The physicochemical property of metal element A g is uniform and stable, thermally conductive, electric conductivity is fabulous, without secondary pollution and economy and storage Amount is better than most of rare earth elements.The present invention uniformly prepares one layer of fine and close simple substance using chemical reduction method on Titanium base surface Silver.Because the conductivity of silver is better than most metals, the conductivity of electrode entirety is greatly improved after doping, and reduce The charge transfer resistance of electrode makes electrode obtain higher catalytic activity and lower energy consumption, and the silver layer of even compact exists Protect titanium substrate not oxidized when electro-deposition brown lead oxide, to further improve electric conductivity and the catalysis work of electrode Property.The knot of matrix and coating is enhanced since the thermal conductivity of silver well reduces thermal stress during preparing titanium dioxide lead layer Resultant force is to improve the service life of electrode, and thermal conductivity is well anti-to reduce thermal stress under the use environment of high temperature in the future Only the advantage of electrode chap is even more to emerge from.Then titanium dioxide is formed using electrodeposition process on its surface using silver-plated Titanium base Lead active layer, elemental silver part remains in titanium-based bottom surface portion and is dispersed into brown lead oxide while forming titanium dioxide lead layer The internal conductivity that electrode entirety is greatly improved of layer achievees the purpose that reduce energy consumption while improving catalytic capability.
Beneficial effect
The method of the present invention uses chemical reduction method to form simple substance silver layer on Titanium base surface first, i.e., is coated on anode plate Elemental silver, during electro-deposition, the elemental silver plated on anode plate under strongly acidic solution can dissolve, and the method for the present invention exists During elemental silver dissolution falls off, PbO that the simple substance Ag of part was deposited later2It is wrapped in PbO2Inside, can not further with acid Reaction, to remain the silver-colored simple substance of part.And elemental silver package in part increases the conductive capability of electrode, improves catalysis and lives Property.

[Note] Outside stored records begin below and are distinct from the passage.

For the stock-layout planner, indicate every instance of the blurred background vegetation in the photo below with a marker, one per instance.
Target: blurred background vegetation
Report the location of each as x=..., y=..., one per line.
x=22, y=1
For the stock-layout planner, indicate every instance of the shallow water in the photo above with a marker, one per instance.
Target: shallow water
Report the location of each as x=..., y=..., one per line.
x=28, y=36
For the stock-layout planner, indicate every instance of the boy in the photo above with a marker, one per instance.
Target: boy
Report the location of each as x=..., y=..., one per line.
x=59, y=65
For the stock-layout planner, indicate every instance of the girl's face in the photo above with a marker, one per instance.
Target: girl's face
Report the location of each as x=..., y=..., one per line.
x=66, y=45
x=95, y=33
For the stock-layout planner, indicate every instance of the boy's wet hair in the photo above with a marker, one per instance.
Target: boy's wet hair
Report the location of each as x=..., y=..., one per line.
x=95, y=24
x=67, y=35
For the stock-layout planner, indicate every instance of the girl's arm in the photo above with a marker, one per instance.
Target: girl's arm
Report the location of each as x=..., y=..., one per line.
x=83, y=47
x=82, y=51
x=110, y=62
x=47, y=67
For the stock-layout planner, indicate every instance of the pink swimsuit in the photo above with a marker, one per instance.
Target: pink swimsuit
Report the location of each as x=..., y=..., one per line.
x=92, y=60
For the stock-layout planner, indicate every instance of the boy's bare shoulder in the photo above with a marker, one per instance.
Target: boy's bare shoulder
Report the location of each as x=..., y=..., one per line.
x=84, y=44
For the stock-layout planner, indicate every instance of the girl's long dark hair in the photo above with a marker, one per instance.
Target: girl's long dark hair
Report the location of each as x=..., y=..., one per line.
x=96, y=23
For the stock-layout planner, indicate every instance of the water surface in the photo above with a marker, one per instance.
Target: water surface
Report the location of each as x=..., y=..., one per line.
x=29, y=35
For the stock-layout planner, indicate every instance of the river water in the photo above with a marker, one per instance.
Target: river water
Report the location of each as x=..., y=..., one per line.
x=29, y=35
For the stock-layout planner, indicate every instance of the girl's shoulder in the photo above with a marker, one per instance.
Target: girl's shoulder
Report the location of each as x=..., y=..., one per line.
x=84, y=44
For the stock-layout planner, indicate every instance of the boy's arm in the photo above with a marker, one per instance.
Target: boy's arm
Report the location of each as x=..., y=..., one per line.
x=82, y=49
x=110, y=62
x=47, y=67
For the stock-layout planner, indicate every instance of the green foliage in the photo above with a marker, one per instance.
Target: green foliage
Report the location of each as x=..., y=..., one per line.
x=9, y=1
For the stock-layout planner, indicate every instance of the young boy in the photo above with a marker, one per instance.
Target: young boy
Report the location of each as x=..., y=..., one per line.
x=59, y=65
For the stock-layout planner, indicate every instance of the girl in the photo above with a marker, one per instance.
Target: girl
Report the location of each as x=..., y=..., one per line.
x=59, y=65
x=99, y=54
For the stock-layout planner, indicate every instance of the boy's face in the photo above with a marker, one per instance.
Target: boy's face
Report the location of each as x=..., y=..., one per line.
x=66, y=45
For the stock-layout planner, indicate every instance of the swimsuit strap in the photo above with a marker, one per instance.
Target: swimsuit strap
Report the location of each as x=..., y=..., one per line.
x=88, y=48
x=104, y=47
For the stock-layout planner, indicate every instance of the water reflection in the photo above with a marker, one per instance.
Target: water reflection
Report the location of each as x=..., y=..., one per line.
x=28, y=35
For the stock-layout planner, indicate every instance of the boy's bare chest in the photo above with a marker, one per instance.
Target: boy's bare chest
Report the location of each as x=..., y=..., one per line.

Electrode of the present invention is suitable for degradation of phenol class waste water, and removal rate is up to 98% or more, final product of degrading It is environmental-friendly for carbon dioxide and water;Technology for preparing electrode of the present invention is simple, easy to operate, and overall cost is low, Pyrogentisinic Acid Degradation effect it is significant.
Detailed description of the invention
Fig. 1 is scanning electron microscope (SEM) figure of Ag doping lead dioxide electrode.
Fig. 2 is the scanning electron microscope diagram of pure lead dioxide electrode.
Fig. 3 is X-ray electron spectrum (XPS) figure of Ag doping lead dioxide electrode.
Fig. 4 is X-ray fluorescence spectra (XRF) figure of Ag doping lead dioxide electrode.
Fig. 5 is the AC impedance figure of different doping Ag doping lead dioxide electrodes and pure lead dioxide electrode.
Fig. 6 be the phenol removal rate of different doping Ag doping lead dioxide electrodes and pure lead dioxide electrode at any time Change comparison diagram.
Specific embodiment
The present invention will be further described With reference to embodiment.
In following embodiment:
Titanium plate: the industrially pure titanium of titaniferous 99.5%;
Silver plating liquid is prepared: 30ml ammonium hydroxide (80ml/L) is instilled in 20ml silver nitrate solution (20g/L) after solution clarification Silver ammino solution is added in 50ml potassium sodium tartrate solution (100g/L) and obtains silver plating liquid by obtained silver ammino solution.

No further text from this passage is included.